Mr Gardiner was born in Moose Jaw, Canada, to Reginald and Emily Gardiner, who had emigrated from Gloucestershire in 1919 after the end of the First World War, in which his father had served.

The family returned to the county and the small village of Churchdown in 1926, where four-year-old Bernard, his sisters Mary, Rae and youngest brother Peter grew up.

After the war Mr Gardiner first flew for Scottish Airlines, piloting Dakotas on passenger and commercial flights, and when the company disbanded he and his wife Jean moved to Jersey after he answered an advert in a flying magazine.

‘They wanted a pilot to come to fly a day trip to Dinard over Easter – and that was the very beginning of Jersey Airlines. There was me, the pilot, the boss and one secretary,’ said Mr Gardiner, who flew the de Havilland Rapide, Dakotas and the Handley Page Dart Herald aircraft for the company.

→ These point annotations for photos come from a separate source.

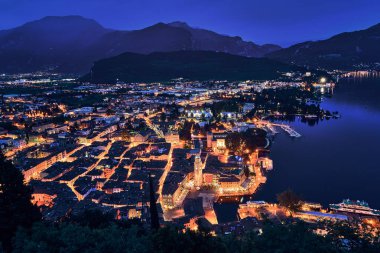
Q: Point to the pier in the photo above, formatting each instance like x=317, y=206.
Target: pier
x=272, y=130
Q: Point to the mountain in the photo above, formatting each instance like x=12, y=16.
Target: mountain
x=73, y=43
x=193, y=65
x=205, y=40
x=343, y=51
x=52, y=42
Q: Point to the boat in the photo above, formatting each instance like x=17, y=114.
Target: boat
x=354, y=206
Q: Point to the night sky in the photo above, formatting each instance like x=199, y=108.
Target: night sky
x=282, y=22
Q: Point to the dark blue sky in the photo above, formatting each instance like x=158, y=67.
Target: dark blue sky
x=263, y=21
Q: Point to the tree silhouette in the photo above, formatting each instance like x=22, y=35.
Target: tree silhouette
x=16, y=208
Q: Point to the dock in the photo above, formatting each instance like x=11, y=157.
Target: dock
x=290, y=131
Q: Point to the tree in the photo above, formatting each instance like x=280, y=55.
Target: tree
x=289, y=200
x=16, y=208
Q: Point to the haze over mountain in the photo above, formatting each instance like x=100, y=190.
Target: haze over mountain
x=73, y=43
x=344, y=51
x=193, y=65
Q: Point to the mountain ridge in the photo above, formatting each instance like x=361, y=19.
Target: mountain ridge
x=347, y=50
x=73, y=43
x=192, y=65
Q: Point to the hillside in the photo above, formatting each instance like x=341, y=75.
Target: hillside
x=72, y=43
x=194, y=65
x=343, y=51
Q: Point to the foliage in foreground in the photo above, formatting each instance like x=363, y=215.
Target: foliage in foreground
x=293, y=237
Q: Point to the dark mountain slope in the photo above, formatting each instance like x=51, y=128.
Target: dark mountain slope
x=73, y=43
x=343, y=51
x=194, y=65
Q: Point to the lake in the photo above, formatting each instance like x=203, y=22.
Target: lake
x=334, y=159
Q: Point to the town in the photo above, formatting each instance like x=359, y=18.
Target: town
x=99, y=146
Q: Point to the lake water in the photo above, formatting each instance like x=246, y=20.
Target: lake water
x=334, y=159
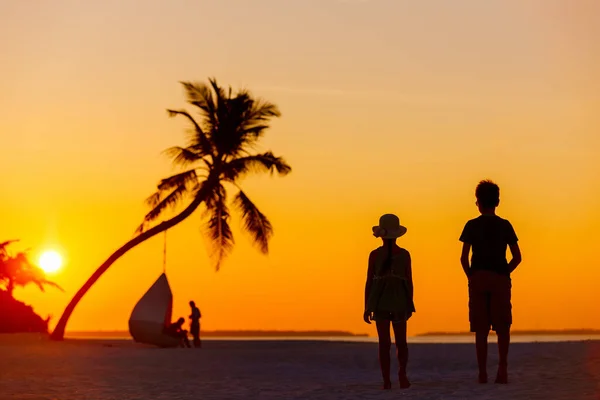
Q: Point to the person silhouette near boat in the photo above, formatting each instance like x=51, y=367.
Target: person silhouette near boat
x=195, y=324
x=176, y=330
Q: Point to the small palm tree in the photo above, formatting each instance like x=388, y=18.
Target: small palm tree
x=17, y=270
x=218, y=154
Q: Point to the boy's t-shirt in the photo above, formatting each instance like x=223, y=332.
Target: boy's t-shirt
x=489, y=236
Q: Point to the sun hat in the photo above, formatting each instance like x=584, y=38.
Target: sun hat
x=389, y=227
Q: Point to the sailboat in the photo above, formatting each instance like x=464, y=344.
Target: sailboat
x=152, y=314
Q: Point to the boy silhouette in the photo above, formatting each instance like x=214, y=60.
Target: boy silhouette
x=488, y=273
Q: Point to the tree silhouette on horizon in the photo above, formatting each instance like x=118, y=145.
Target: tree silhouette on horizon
x=218, y=154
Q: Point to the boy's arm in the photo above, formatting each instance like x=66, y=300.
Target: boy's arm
x=464, y=258
x=467, y=239
x=516, y=257
x=369, y=276
x=513, y=245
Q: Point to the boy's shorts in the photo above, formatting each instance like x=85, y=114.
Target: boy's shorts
x=489, y=301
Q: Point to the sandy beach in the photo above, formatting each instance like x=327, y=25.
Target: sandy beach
x=121, y=370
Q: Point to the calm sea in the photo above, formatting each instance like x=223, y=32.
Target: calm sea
x=411, y=339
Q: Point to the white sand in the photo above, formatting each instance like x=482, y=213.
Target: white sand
x=102, y=370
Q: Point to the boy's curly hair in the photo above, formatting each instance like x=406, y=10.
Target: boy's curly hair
x=487, y=194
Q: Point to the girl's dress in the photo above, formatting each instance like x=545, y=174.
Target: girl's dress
x=389, y=298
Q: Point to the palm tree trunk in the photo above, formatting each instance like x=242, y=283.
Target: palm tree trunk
x=59, y=330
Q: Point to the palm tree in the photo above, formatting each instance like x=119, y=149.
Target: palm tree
x=217, y=155
x=17, y=270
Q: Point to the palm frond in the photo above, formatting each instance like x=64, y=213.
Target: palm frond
x=160, y=204
x=255, y=222
x=265, y=162
x=182, y=179
x=40, y=283
x=199, y=94
x=183, y=156
x=219, y=230
x=200, y=142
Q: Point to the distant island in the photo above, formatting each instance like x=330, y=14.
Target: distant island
x=236, y=333
x=551, y=332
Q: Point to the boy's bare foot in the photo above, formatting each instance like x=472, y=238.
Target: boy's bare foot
x=404, y=382
x=483, y=377
x=502, y=376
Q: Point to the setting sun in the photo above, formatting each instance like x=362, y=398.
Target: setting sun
x=50, y=261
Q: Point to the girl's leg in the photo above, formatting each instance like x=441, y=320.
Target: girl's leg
x=481, y=348
x=385, y=343
x=401, y=352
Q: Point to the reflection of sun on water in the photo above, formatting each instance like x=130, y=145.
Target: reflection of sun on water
x=50, y=261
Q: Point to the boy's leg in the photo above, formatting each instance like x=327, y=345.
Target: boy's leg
x=401, y=352
x=385, y=344
x=503, y=345
x=479, y=318
x=501, y=322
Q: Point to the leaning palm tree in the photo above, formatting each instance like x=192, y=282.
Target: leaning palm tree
x=18, y=270
x=218, y=154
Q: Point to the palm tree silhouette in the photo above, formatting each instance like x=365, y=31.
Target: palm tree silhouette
x=217, y=155
x=17, y=270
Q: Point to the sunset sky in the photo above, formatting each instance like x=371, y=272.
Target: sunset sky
x=388, y=106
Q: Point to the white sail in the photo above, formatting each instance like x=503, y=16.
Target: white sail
x=151, y=315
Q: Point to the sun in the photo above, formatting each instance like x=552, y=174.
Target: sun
x=50, y=261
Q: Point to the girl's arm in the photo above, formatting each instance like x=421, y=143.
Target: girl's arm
x=409, y=277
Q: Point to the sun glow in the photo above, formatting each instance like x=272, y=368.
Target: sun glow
x=50, y=261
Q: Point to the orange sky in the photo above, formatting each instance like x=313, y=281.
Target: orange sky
x=388, y=106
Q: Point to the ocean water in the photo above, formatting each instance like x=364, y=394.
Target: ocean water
x=373, y=339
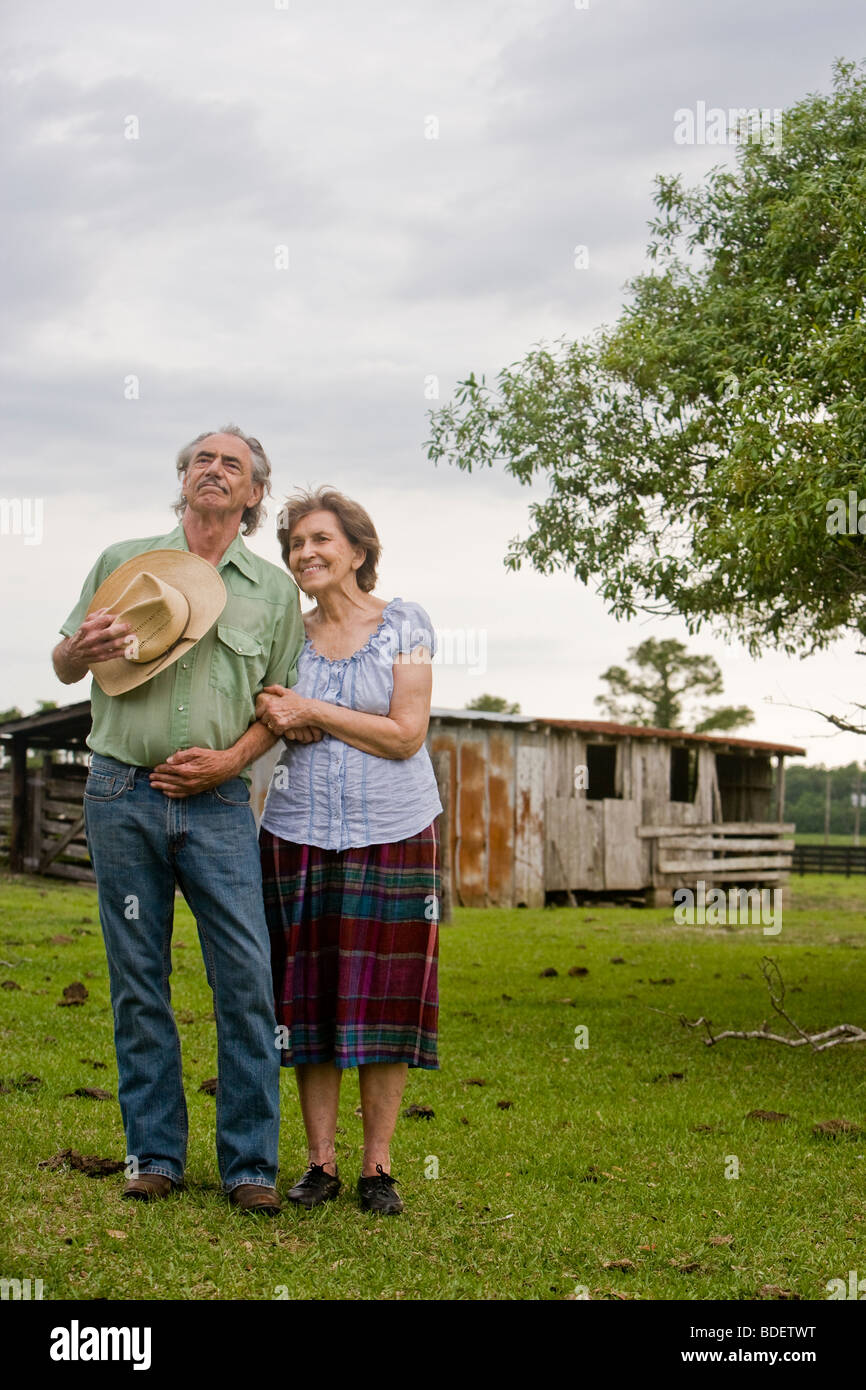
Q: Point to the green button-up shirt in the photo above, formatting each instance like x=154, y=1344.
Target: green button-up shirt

Bernard Gardiner at the controls of a de Havilland Rapide in 1949. He was the first pilot to fly for Jersey Airlines

‘The Herald was the best. It was bigger and more powerful – it had a nice modern turboprop engine,’ he said.

Mr Gardiner retired from flying when he reached 60 and was married to Jean for 69 years before she died suddenly at the age of 92. Since retirement he has enjoyed gardening, walking and time with his family.

Asked if there was still an aircraft he would like to fly he said: ‘I was a fighter pilot so I’d like to have flown the Gloster Meteor. I saw it being developed near Gloucester aerodrome so that would have been good. So, yes, I’d like to have flown a jet aeroplane.’

For now Mr Gardiner is looking forward to celebrating today with his son John and his wife Pauline, grandsons Matthew and Kim (and wife Ivy); step grandchildren Sara (and husband Chris) and Paul (and wife Jenna) along with Sara and Chris’s two children Lyra (7) and Bryn (4), who are both very excited about grandpa’s 100th birthday.